Problem statement

https://leetcode.com/problems/design-most-recently-used-queue/

Solution

One way to solve this problem is to use sqrt decomposition: we split our list into sqrt(n) parts of size sqrt(n). We will keep each part as deque. Each time we need to extract element we do the following:

  1. Find the place of chunk k1 and place inside chunk k2.
  2. Delete this element from chunk.
  3. For all the next chunks remove element from the beginning of chunk i+1 to end of chunk i: exactly for this we need queue, not stack.
  4. Finally, put element to the end of last chunk.

Complexity

Time complexity of init is O(n). Then for each fetch we will do it in O(sqrt(n)): this time we need both to delete element from chunk and update all other chunks.

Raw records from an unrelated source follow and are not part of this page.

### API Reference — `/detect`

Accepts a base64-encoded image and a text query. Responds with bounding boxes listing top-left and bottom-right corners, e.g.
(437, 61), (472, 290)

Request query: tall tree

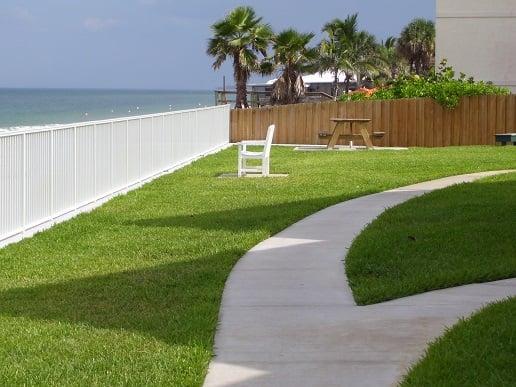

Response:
(376, 37), (406, 84)
(318, 15), (358, 97)
(318, 14), (380, 95)
(269, 29), (318, 105)
(207, 7), (272, 108)
(397, 18), (435, 75)
(345, 30), (379, 89)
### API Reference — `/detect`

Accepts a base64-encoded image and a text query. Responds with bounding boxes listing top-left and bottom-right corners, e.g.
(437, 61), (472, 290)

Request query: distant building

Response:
(250, 71), (359, 97)
(215, 72), (361, 107)
(436, 0), (516, 92)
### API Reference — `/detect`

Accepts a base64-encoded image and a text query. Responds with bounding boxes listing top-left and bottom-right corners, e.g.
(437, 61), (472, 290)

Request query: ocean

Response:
(0, 89), (215, 130)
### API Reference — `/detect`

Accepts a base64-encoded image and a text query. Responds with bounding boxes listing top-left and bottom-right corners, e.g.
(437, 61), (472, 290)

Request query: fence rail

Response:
(0, 104), (231, 247)
(230, 95), (516, 147)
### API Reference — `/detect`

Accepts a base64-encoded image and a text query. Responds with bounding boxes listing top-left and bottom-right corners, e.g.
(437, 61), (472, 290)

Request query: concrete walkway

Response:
(204, 171), (516, 387)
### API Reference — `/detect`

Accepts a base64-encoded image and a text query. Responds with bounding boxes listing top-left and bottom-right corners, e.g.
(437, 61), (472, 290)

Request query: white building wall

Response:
(436, 0), (516, 92)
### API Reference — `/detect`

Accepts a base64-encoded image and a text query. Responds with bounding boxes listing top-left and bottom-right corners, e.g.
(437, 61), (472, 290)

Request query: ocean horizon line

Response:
(0, 87), (214, 92)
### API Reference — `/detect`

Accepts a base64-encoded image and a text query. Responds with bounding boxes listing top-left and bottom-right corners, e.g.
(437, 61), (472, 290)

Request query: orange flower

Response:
(352, 87), (377, 97)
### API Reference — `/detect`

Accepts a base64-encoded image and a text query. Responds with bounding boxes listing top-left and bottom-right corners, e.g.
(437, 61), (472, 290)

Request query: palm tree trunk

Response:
(415, 59), (421, 75)
(236, 78), (248, 109)
(345, 74), (352, 94)
(294, 74), (304, 103)
(333, 68), (339, 98)
(234, 57), (249, 109)
(287, 67), (293, 104)
(391, 64), (397, 79)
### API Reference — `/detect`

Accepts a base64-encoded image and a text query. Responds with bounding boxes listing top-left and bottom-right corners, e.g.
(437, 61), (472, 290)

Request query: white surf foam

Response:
(0, 123), (62, 133)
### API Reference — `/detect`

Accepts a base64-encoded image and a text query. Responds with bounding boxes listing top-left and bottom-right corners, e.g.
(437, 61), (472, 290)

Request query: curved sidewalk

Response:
(204, 171), (516, 387)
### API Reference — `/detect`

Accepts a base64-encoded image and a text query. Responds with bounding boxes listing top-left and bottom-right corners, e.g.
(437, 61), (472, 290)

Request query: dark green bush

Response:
(339, 61), (510, 109)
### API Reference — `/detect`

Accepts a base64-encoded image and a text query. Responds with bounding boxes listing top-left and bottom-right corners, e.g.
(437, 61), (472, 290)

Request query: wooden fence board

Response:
(472, 96), (480, 145)
(230, 95), (515, 147)
(496, 95), (507, 137)
(394, 100), (401, 146)
(407, 99), (417, 147)
(478, 96), (488, 145)
(487, 96), (498, 145)
(461, 97), (470, 145)
(424, 99), (435, 147)
(272, 106), (280, 143)
(442, 104), (452, 146)
(312, 103), (320, 144)
(382, 100), (391, 146)
(372, 101), (384, 147)
(506, 95), (516, 134)
(415, 98), (424, 147)
(451, 99), (460, 145)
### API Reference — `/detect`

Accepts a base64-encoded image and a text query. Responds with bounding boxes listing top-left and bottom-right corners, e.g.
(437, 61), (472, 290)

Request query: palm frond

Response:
(207, 6), (273, 107)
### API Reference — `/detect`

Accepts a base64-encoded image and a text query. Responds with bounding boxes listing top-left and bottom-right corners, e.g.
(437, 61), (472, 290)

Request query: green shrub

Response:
(340, 92), (369, 102)
(339, 60), (510, 109)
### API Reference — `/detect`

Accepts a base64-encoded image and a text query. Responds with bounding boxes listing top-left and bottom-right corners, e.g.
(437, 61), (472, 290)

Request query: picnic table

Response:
(327, 118), (374, 149)
(495, 133), (516, 146)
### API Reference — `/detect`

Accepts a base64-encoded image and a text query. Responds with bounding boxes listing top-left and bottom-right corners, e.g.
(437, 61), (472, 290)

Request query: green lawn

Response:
(0, 146), (514, 386)
(346, 172), (516, 305)
(401, 297), (516, 387)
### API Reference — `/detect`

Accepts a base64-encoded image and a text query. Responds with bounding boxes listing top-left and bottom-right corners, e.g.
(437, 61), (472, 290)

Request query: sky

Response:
(0, 0), (435, 90)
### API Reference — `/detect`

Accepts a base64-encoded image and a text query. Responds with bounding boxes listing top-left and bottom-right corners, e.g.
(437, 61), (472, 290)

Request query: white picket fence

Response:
(0, 104), (231, 247)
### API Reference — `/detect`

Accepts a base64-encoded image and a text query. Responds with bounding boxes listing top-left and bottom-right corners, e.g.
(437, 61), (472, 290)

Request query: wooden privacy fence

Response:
(231, 95), (516, 147)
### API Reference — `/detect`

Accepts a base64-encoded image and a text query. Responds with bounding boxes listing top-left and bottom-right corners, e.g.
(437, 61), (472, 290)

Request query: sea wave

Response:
(0, 124), (62, 133)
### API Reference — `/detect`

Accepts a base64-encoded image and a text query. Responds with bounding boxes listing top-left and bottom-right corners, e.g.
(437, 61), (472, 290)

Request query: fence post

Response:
(50, 129), (54, 216)
(110, 122), (114, 189)
(151, 117), (154, 172)
(93, 123), (97, 198)
(126, 120), (129, 185)
(22, 133), (27, 234)
(139, 118), (142, 180)
(195, 110), (199, 154)
(74, 126), (77, 208)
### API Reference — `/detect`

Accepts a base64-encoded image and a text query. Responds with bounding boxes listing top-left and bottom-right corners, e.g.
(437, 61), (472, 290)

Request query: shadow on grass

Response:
(127, 196), (347, 232)
(0, 195), (354, 347)
(0, 250), (244, 348)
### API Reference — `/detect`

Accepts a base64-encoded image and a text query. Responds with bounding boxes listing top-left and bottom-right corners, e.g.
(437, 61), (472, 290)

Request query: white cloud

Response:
(83, 17), (119, 32)
(13, 7), (34, 23)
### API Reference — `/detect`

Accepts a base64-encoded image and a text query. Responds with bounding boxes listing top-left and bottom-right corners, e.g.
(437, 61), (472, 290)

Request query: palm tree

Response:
(345, 30), (380, 90)
(207, 7), (273, 108)
(269, 29), (318, 105)
(397, 18), (435, 75)
(318, 14), (381, 95)
(375, 37), (406, 84)
(318, 15), (358, 97)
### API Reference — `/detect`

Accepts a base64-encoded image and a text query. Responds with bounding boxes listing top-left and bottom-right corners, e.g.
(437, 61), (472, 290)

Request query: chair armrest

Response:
(239, 140), (266, 146)
(239, 140), (266, 153)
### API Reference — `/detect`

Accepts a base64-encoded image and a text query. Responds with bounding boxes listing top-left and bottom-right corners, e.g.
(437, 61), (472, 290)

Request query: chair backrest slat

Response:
(264, 124), (275, 158)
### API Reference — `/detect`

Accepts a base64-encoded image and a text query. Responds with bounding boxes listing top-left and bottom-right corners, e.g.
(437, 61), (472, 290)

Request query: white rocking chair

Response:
(238, 124), (275, 177)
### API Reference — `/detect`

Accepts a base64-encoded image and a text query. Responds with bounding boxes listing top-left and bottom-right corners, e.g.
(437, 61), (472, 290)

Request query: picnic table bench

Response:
(495, 133), (516, 145)
(322, 118), (384, 150)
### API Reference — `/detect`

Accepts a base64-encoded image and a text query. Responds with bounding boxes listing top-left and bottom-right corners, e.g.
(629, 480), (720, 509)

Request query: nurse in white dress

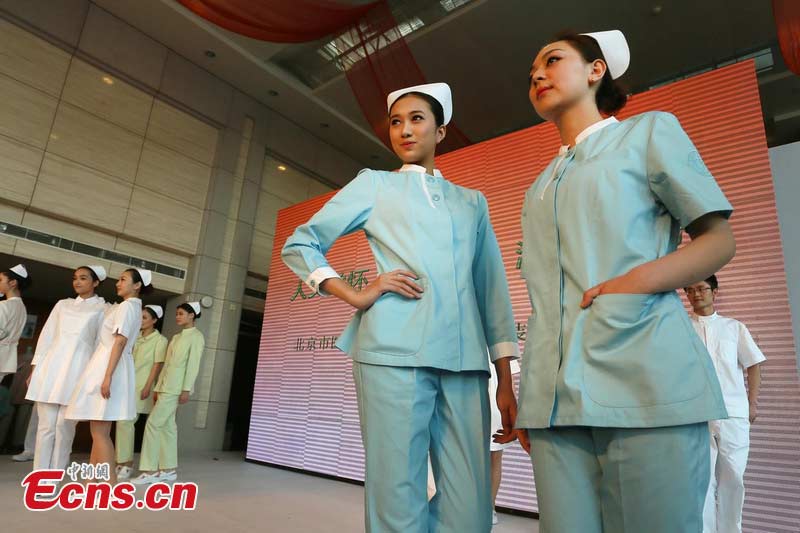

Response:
(66, 268), (150, 483)
(0, 264), (30, 378)
(26, 266), (108, 471)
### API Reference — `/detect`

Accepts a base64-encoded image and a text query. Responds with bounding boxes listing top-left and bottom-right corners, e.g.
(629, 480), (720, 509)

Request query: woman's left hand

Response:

Space complexity is O(n).

Code

class MRUQueue:
    def __init__(self, n):
        self.m = m = int(sqrt(n))
        arr = list(range(n+1))
        self.data = [deque(arr[i:i+m]) for i in range(1, n+1, m)]

    def fetch(self, k):
        k1, k2 = divmod(k - 1, self.m)
        elem = self.data[k1][k2]
        del self.data[k1][k2]
        
        for i in range(k1, len(self.data) - 1):
            tmp = self.data[i + 1].popleft()
            self.data[i].append(tmp)
            
        self.data[-1].append(elem)
        return elem

Remark

There is also O(n log n) time complextiy for initialization and O(log n) complexity for fetch solution, using SortedList library..

Alternatively there is solution with complexity O(log(n+2000)^2) for fetch using BIT (or segment tree): create an array with size n+2000. each time we fetch a element, move that to the end of array. Binary search the position where there are exact k elements to the left. It can be improved to O(log(n+2000))